What is a Priority Intelligence Requirements (PIR)?
An intelligence requirement, stated by the commander as a priority for intelligence support, which the commander needs to support decision making and to understand the area of interest or the threat.
What is a Friendly Force Information Requirements (FFIR)?
Information the commander and staff need about the forces available for the operation. This includes personnel, maintenance, supply, ammunition, and petroleum, oils, and lubricants (POL) status, and experience and leadership capabilities.
What are Essential Elements of Friendly Information (EEFIs)?
They identify those elements of friendly force information that, if compromised, would jeopardize mission success. They have the same importance as CCIRs and must be approved by the commander.
What is an Intelligence Requirement (IR)?
A type of information requirement developed by subordinate commanders and the staff (including subordinate staffs) that requires dedicated SR collection for the elements of threat, terrain and weather, and civil considerations.
What is a Specific Information Requirement (SIR)?
It facilitates tasking by matching requirements to assets.
What is Latest Time Information of Value (LTIOV)?
The time by which information must be delivered to the requestor in order to provide decision makers with timely intelligence.
What tools do we utilize to graphically depict enemy COAs?
What is a MCOO?
A Modified Combined Obstacle Overlay. It is a joint intelligence preparation of the battlespace product used to portray the effects of each battlespace dimension on military operations.
What is "a composite of the conditions, circumstances, and influences that affect the
employment of capabilities and bear on the decisions of the commander"?
The Operational Environment (OE)
What is the "synergistic combination of all the critical variables and actors that create the conditions, circumstances, and influences that can affect military operations today and in the near- and mid-term"?
The Contemporary Operating Environment (COE)
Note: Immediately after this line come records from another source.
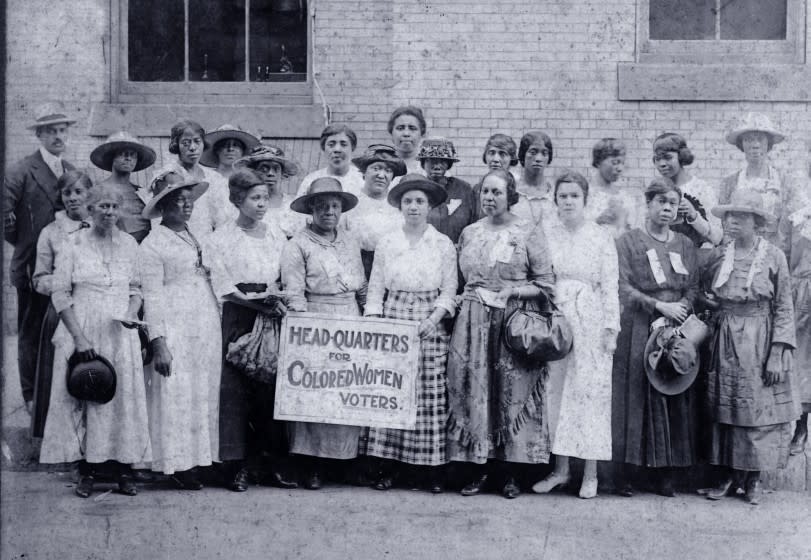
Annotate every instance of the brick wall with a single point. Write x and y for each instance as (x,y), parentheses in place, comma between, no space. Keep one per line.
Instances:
(475,67)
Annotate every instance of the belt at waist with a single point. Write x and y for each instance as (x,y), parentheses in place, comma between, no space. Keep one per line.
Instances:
(746,308)
(342,298)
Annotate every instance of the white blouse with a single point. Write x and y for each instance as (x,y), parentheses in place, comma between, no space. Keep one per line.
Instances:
(237,257)
(428,265)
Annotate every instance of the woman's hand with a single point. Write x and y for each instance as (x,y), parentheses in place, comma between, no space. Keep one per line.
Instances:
(83,348)
(161,357)
(676,311)
(427,328)
(608,340)
(778,365)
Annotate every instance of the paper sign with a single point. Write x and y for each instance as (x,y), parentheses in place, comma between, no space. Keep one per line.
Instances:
(359,371)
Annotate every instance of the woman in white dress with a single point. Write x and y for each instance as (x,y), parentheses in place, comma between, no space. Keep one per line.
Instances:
(585,262)
(184,329)
(337,142)
(671,156)
(97,293)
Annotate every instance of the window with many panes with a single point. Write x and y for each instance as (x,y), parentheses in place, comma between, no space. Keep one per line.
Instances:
(708,31)
(203,50)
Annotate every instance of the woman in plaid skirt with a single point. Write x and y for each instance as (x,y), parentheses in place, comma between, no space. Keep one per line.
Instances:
(415,268)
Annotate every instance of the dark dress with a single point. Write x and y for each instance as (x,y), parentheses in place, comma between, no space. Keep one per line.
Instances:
(458,212)
(751,421)
(648,428)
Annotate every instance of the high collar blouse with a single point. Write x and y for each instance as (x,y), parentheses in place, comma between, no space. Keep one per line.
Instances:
(236,257)
(50,241)
(428,265)
(312,264)
(516,255)
(371,219)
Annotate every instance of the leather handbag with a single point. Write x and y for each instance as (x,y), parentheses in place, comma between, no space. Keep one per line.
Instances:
(543,335)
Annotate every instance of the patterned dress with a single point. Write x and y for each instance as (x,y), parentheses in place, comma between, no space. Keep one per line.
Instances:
(98,285)
(752,422)
(180,306)
(245,405)
(413,281)
(324,276)
(50,242)
(585,263)
(800,268)
(497,401)
(648,428)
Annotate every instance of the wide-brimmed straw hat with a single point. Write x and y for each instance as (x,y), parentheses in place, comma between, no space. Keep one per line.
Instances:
(437,148)
(173,182)
(754,122)
(320,187)
(381,153)
(226,131)
(268,152)
(671,355)
(50,116)
(104,154)
(414,181)
(743,200)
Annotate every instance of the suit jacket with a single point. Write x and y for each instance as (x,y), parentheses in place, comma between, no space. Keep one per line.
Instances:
(29,202)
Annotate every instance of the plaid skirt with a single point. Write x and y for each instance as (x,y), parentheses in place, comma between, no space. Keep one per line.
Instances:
(425,444)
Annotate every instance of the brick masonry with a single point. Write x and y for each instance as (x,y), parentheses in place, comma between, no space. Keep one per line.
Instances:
(475,68)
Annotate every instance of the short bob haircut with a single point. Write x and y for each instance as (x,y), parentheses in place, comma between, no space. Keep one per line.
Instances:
(502,142)
(415,112)
(571,176)
(179,128)
(672,142)
(660,185)
(534,138)
(333,129)
(607,148)
(104,191)
(509,179)
(239,183)
(70,178)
What is "a perspective on future trends, shocks, contexts, and implications for future joint force commanders and other leaders and professionals in the national security field"?
The Joint Operational Environment (JOE)
When is IPB performed?
Continuously, but it begins during step 2 of MDMP.
What is the difference between Operational and Mission variables?
- OV's facilitate the understanding of the OE and are directly related to operational and strategic planning.
- MV's are those aspects of the OE that directly effect a mission.
What is the focus when describing the environmental effects on operations?
How the environment will effect both threat and friendly operations.
What is the primary focus when describing the environmental effects on operations?
- Civil considerations
What are the substeps to create threat models?
- Convert threat doctrine or patterns of operation to graphics.
- Describe the threat’s tactics and options.
- Identify high-value targets (HVTs) and high-payoff targets (HPTs).
What is the difference between an HVT and a COG?
- HVTs are critical to the success of the enemy commander’s mission.
- A COG is the source of power that provides moral or physical strength, freedom of action, and will to act and is always linked to the objective.